As customers worried about whether they will recoup the full value of their accounts, a trustee winding down MF Global’s broker-dealer unit said separately on Tuesday that clients may be able to submit claims for losses within weeks.
Bart Chilton, a Democratic commissioner at the U.S. Commodity Futures Trading Commission, told Reuters Insider that U.S. regulators are closer to finding out what happened to roughly $600 million in missing customer money.
“The money is not where it should be. I think something nefarious has happened, potentially something illegal,” he said.
MF Global MFGLQ.PK, which lost on big bets on European debt, filed for bankruptcy on October 31 after a deal to sell itself to Interactive Brokers Group IBKR.O fell apart.
A huge shortfall was discovered in the customer accounts of the company’s brokerage, and the CFTC is among the authorities investigating whether MF Global may have improperly mixed that money with its own funds.
An MF Global representative was not immediately available for comment. Neither MF Global nor its former chief executive, Jon Corzine, has been charged with wrongdoing.
There are growing concerns that regulators may be unable to find the missing customer funds, or that the money may be tied up in other assets.
Dealing with those concerns is primarily the job of James Giddens, the trustee.

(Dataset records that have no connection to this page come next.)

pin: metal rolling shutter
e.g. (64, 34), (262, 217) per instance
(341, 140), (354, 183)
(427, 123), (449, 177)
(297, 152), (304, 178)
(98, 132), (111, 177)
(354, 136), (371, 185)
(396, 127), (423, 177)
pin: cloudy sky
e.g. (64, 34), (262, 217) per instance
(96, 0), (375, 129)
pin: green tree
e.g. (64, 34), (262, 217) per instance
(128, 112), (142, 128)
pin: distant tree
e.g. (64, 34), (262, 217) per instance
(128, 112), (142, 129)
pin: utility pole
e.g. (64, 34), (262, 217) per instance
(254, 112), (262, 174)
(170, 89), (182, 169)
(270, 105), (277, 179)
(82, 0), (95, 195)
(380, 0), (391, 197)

Giddens on Tuesday took a step toward getting customers some of their money back, asking MF Global’s bankruptcy judge, Martin Glenn, to approve an expedited process whereby commodities customers would submit all claims by January 27.
In a court filing, Giddens described a proposed process for mailing claims forms, reviewing claims and making payouts “as promptly as possible,” likely in increments.
The process is set to be discussed at a hearing before the judge in U.S. Bankruptcy Court in Manhattan on Wednesday.
If Giddens and federal regulators are unable to find the missing customer cash, customers with commodities trading accounts could be forced to take significant losses.
While it charts its course through bankruptcy, MF Global is surviving on $8 million in cash that had been collateral for JPMorgan Chase & Co (JPM.N), the agent for a $1.2 billion syndicated credit line.
MF said in a Monday court filing that it has extended through November 21 its window for spending that cash, giving it five extra days to seek longer-term funding.
Whether it can find such funding will impact the nature and speed of its restructuring or liquidation.
Customers have clamored for resolution of the missing money issue. Several customers have asked Glenn to appoint a customer representative to the official committee of unsecured MF Global creditors.
Typhon Capital Management CEO James Koutoulas, who has separately asked Glenn to invalidate a lien putting JPMorgan ahead of customers for payback, told Reuters on Tuesday he may seek formal permission to join the committee.
Two current members of the committee, meanwhile, want permission to keep trading MF Global securities during bankruptcy.
Bank of America (BAC.N) and Elliott Management Corp each filed court papers asking Glenn to allow them to trade stock, debt and other MF Global securities as long as they impose systems to separate their trading from their role on the committee.
Judges in a few major bankruptcies, including Lehman Brothers LEHMQ.PK, WorldCom and Enron, have allowed such trading by creditors’ committee members, Bank of America said in its court papers seeking permission for the trades.
MF’s bankruptcy case is In re MF Global Holdings Ltd, U.S. Bankruptcy Court, Southern District of New York, No. 11-15059.
The brokerage liquidation is In re MF Global Inc, in the same court, No. 11-2790.